Ed è proprio con Vengo anch’io no tu no che Moni Ovadia e Alessandro Nidi aprono il loro omaggio al più grande poeta (insieme a Fabrizio De André, di pochi anni più giovane di lui) della canzone italiana. 
Ovadia, come ha avuto occasione di dichiarare, per uno strano gioco del caso non ha mai conosciuto di persona Jannacci, anche se – entrambi milanesi e con molti amici in comune – avevano lo stesso mondo di riferimento etico e poetico, ma “un artista non serve conoscerlo di persona: se è sincero in quello che scrive bastano le sue opere”. E per l’autore di El purtava i scarp del tennis la sincerità è stato il filo conduttore della sua avventura artistica.

Lo spettacolo è incentrato soprattutto sui primi dischi di Jannacci (il primo, dicembre 1964, La Milano di Enzo Jannacci conteneva già alcuni dei capolavori storici) scritti in dialetto milanese che ha rappresentato il file rouge tra le canzoni e gli interventi recitati di Ovadia.
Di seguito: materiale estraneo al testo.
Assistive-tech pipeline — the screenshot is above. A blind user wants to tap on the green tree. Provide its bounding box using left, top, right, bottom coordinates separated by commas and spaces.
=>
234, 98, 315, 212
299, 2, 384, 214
Giusto l’elogio dei dialetti tessuto dall’artista yiddish (bulgaro di nascita, ma a Milano dall’età di tre anni e intriso di cultura meneghina più di tanti altri): vere lingue territoriali espressione dell’identità e della cultura popolare (splendida e significativa la poesia in siciliano Lingua e dialetto di Ignazio Buttitta) e caratterizzate da una ricchezza di vocaboli (Ovadia ha recitato da par suo anche il sonetto di Carlo Porta Ricchezza del vocabolari milanes in cui la stessa parte del corpo umano è indicata con trentasei termini diversi) che nell’attuale civiltà del computer, degli sms telefonici, degli hashtag… va progressivamente perdendosi.

Il dialetto milanese con la sua potenza, varietà e ironia sembra fatto apposta per accompagnare il benevolo e affettuoso sguardo ironico con cui il cantautore osservava quel mondo di barboni, ‘balordi’, emarginati, prostitute, sognatori, ladri… che lo affascinava con la sua disperata umanità, quel mondo presente anche nella poetica di Moni Ovadia e che ha ispirato quella poesia per immagini che è Accattone di Pasolini.

Sul palcoscenico dell’Elfo, in un’atmosfera resa ancora più magica dalle note del pianoforte di Alessandro Nidi, sono sfilati tra gli altri ‘esseri umani’ il commovente barbone di El purtava i scarp del tennis, l’uomo che non identifica il cadavere della sua donna prostituta per difenderne la dignità di M’hann ciamaa, gli eroi delle famosissime Andava a Rogoredo, Faceva il palo, L’Armando, Veronica… cioè quel mondo degli esclusi che bussa disperatamente alla porta della società ‘civile’, ma trova sempre qualcuno che gli dice no tu no.
Commovente Sei minuti all’alba dedicata al padre partigiano e a tutti coloro che furono protagonisti di quella pagina di libertà e attuale più che mai Vincenzina e la fabbrica il cui testo Ovadia vorrebbe far scrivere cento volte tutti i giorni a un noto manager italiano (ma sono in tanti, anche politici, che dovrebbero farlo insieme alla visione del film francese Due giorni, una notte dei fratelli Dardenne) in quanto sintetizza l’importanza della dignità del lavoro e quello che la ‘fabbrica’ rappresenta per gli operai meglio di ponderosi trattati di sociologia ed economia.

La standing ovation finale ha sciolto l’emozione del folto pubblico.